De acuerdo, con datos arrojados por la Unidad de Monitoreo y Centro de Datos en el documento “Evolución de las crecidas producidas en la cuenca alta del río Pilcomayo” entre el 1 de enero y 6 de febrero, el Pilcomayo habría desbordado alrededor de 400 hectómetros cúbicos de agua (hm3).

Para tener una idea son como cuatrocientas piscinas olímpicas de agua que se han desbordado, en el período del 1 de enero al 6 de febrero al que hay que sumar un nuevo pico similar que se ha presentado el 6 de marzo. A ello se suma la cantidad de sedimento acumulado en el recorrido que subió de 1 metro a 1,50 metros de altura disminuyendo la profundidad del lecho y acortando las barrancas.

“El derrame total para el período considerado fue en la estación Villa Montes de 2.180 hm3 y en la estación Misión La Paz de 1.764 hm3. Las causas de esta disminución pueden atribuirse a las ocupaciones de un cauce mayor y desbordes producidos aguas arriba de Misión la Paz (La Estrella, en margen derecha)” señala el documento por Claudio Laboranti y María Alejandra Cristanchi.

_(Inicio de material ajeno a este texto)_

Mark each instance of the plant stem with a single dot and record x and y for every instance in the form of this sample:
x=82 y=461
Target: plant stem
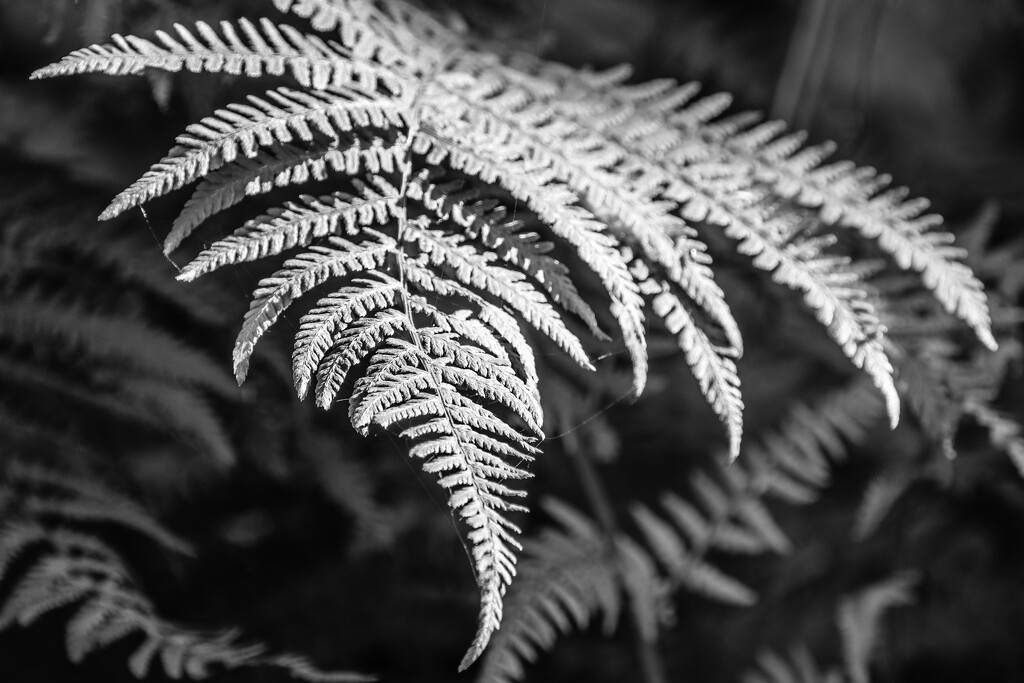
x=651 y=668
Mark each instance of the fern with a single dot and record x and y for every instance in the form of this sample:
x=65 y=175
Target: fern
x=435 y=141
x=568 y=579
x=69 y=566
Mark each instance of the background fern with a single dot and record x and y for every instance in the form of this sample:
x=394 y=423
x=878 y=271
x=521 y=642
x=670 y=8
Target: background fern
x=352 y=513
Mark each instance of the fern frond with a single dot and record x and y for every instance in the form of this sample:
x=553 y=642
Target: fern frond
x=300 y=274
x=532 y=183
x=475 y=270
x=566 y=580
x=266 y=48
x=295 y=225
x=837 y=296
x=280 y=118
x=854 y=197
x=714 y=370
x=276 y=167
x=1004 y=432
x=878 y=501
x=486 y=220
x=77 y=569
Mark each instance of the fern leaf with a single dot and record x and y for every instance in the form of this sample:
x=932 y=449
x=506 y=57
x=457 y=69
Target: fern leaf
x=325 y=324
x=716 y=373
x=838 y=299
x=849 y=196
x=280 y=118
x=296 y=224
x=564 y=582
x=555 y=204
x=526 y=251
x=299 y=275
x=473 y=269
x=276 y=167
x=266 y=48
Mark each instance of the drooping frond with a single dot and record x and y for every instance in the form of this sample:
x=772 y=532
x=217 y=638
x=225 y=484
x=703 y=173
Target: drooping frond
x=266 y=48
x=337 y=258
x=273 y=168
x=279 y=118
x=710 y=363
x=478 y=191
x=567 y=579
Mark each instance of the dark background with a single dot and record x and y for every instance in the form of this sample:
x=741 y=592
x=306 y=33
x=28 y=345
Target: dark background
x=351 y=558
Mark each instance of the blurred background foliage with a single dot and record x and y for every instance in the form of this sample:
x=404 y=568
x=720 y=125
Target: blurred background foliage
x=318 y=542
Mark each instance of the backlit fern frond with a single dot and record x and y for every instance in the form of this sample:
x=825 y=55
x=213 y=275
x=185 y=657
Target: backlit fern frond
x=568 y=579
x=430 y=141
x=46 y=520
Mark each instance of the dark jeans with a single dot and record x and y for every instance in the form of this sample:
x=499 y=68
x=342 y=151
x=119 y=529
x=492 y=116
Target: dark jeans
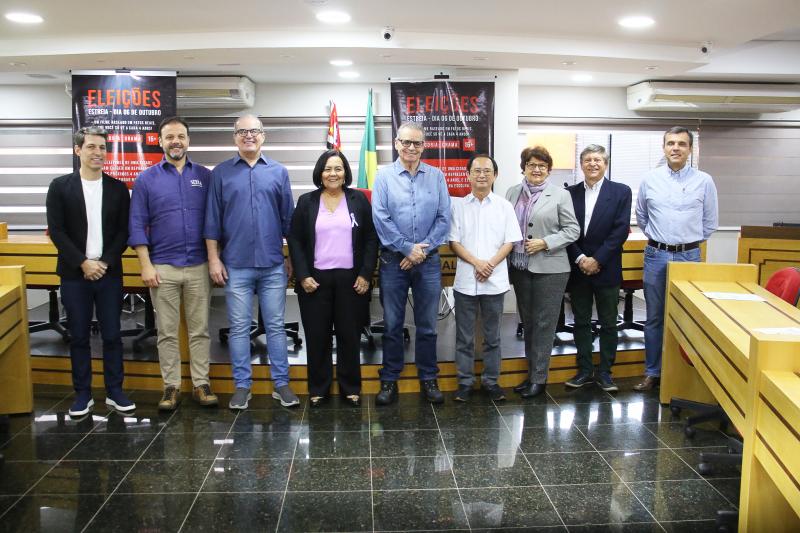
x=334 y=305
x=425 y=282
x=607 y=301
x=655 y=289
x=82 y=298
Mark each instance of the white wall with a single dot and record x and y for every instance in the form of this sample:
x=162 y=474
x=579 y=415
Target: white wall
x=304 y=100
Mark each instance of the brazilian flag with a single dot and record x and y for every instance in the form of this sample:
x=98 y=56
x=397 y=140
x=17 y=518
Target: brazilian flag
x=368 y=159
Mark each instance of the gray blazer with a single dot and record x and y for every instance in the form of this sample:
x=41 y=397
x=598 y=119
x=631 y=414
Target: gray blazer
x=552 y=219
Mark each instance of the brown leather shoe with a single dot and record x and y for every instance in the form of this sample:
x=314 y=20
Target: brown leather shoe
x=649 y=383
x=204 y=396
x=170 y=399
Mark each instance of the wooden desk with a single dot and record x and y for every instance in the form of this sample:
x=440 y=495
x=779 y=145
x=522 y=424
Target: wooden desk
x=729 y=356
x=769 y=248
x=15 y=364
x=38 y=255
x=770 y=498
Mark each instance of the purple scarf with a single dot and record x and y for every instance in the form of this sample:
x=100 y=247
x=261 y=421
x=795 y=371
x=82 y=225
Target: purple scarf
x=528 y=197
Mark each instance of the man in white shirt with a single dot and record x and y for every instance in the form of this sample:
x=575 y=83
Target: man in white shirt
x=483 y=230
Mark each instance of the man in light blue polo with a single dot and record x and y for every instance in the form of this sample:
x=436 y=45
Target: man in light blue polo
x=411 y=211
x=677 y=209
x=248 y=213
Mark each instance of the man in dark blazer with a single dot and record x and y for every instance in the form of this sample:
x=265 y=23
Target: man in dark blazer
x=603 y=209
x=87 y=217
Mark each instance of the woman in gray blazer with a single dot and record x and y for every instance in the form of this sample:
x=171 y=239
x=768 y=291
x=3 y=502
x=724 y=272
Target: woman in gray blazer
x=539 y=265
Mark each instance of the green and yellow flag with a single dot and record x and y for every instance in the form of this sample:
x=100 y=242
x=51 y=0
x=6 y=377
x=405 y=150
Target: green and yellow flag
x=368 y=159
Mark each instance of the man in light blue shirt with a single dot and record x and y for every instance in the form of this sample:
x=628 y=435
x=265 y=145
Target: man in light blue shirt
x=677 y=209
x=411 y=211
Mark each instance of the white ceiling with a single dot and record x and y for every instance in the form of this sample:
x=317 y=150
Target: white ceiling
x=281 y=41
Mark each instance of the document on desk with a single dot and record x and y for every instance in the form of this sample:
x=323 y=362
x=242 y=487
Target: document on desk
x=778 y=331
x=740 y=296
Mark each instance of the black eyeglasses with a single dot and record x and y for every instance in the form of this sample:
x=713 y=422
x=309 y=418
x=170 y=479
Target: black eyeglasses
x=407 y=143
x=252 y=131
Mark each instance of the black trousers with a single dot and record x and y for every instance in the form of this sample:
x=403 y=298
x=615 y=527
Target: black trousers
x=335 y=304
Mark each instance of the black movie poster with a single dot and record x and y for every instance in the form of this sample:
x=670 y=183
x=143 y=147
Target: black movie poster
x=458 y=118
x=129 y=105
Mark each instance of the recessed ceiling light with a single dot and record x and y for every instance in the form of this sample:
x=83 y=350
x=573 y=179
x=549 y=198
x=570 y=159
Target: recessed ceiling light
x=333 y=17
x=636 y=22
x=24 y=18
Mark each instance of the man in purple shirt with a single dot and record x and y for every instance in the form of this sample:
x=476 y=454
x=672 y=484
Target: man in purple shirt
x=168 y=209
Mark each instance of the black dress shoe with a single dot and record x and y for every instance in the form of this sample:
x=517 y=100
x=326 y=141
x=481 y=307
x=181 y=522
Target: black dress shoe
x=534 y=389
x=649 y=383
x=353 y=400
x=522 y=386
x=388 y=393
x=430 y=389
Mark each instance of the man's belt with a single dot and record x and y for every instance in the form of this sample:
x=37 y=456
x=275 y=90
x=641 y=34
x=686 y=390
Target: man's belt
x=385 y=252
x=673 y=247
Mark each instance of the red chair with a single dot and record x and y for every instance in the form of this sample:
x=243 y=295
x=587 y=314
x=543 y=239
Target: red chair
x=785 y=284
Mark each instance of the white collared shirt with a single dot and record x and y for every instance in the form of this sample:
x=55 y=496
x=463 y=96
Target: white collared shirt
x=93 y=198
x=591 y=193
x=482 y=227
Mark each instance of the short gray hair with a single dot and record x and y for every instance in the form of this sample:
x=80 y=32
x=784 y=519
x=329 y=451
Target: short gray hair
x=80 y=136
x=416 y=126
x=595 y=149
x=247 y=115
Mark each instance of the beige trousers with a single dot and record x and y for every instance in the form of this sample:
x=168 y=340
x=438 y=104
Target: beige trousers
x=194 y=286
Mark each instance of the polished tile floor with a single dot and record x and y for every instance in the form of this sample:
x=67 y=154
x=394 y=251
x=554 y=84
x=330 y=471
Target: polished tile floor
x=571 y=461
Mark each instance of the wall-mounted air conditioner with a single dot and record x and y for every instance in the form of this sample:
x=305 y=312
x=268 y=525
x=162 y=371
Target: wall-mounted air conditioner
x=215 y=92
x=713 y=97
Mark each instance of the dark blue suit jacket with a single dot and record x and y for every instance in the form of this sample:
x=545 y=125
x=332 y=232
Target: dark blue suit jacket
x=608 y=230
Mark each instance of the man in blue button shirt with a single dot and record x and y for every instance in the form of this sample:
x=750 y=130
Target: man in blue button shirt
x=249 y=210
x=168 y=209
x=677 y=209
x=411 y=211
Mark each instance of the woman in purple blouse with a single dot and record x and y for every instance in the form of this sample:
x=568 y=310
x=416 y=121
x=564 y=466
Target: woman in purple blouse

Esta reconfiguración del territorio de las poblaciones de la ribera del Pilcomayo incrementa aún más el desafío social de superación de la pobreza que ya tenía la región, especialmente de los pequeños productores y comunidades indígenas, ya que en muchos lugares deberán reconstruir sus sistemas productivos.

Otro reto no menor lo tienen los gobiernos locales que deberán acelerar procesos de construcción de Planes de Adaptación, movilizar y orientar inversiones hacia infraestructuras resilientes, entre otras acciones que permitan reducir el impacto de los eventos climáticos y aprovechar las oportunidades de la variabilidad climática en una región catalogada como la más vulnerable a los efectos climáticos.

“Existen muchas evidencias de que aquellas comunidades que estaban organizadas socialmente, productivamente y comercialmente, que contaban con medios de comunicación para recibir las alertas a tiempo, que estaban incluidas en procesos de adaptación al cambio climático incorporando prácticas más resilientes, fueron menos afectadas y cuentan con más elementos para recomenzar. Se requerirá sumar y articular muchos esfuerzos de múltiples actores para poder llegar con estas posibilidades a todas las poblaciones de este extenso territorio. Los que hacemos Gran Chaco Proadapt estamos comprometidos en este desafío”, comentó el coordinador General del programa trinacional para la adaptación al cambio climático, Mauricio Moresco.

La iniciativa Gran Chaco Proadapt tiene como objetivo la generación de una alianza trinacional, integrada por la sociedad civil organizada, el sector privado, los gobiernos locales y la inversión dirigida al desarrollo nacional e internacional para contribuir en la capacidad adaptativa y a una mayor resiliencia de pequeños productores del Gran Chaco Americano y de los grupos sociales más vulnerables frente a impactos derivados del cambio climático y la variabilidad climática. Gran Chaco Proadapt es ejecutado por Fundación Avina y cofinanciado por el Fondo Multilateral de Inversiones del Banco Interamericano de Desarrollo (FOMIN/BID) y el Fondo Nórdico de Desarrollo (FND).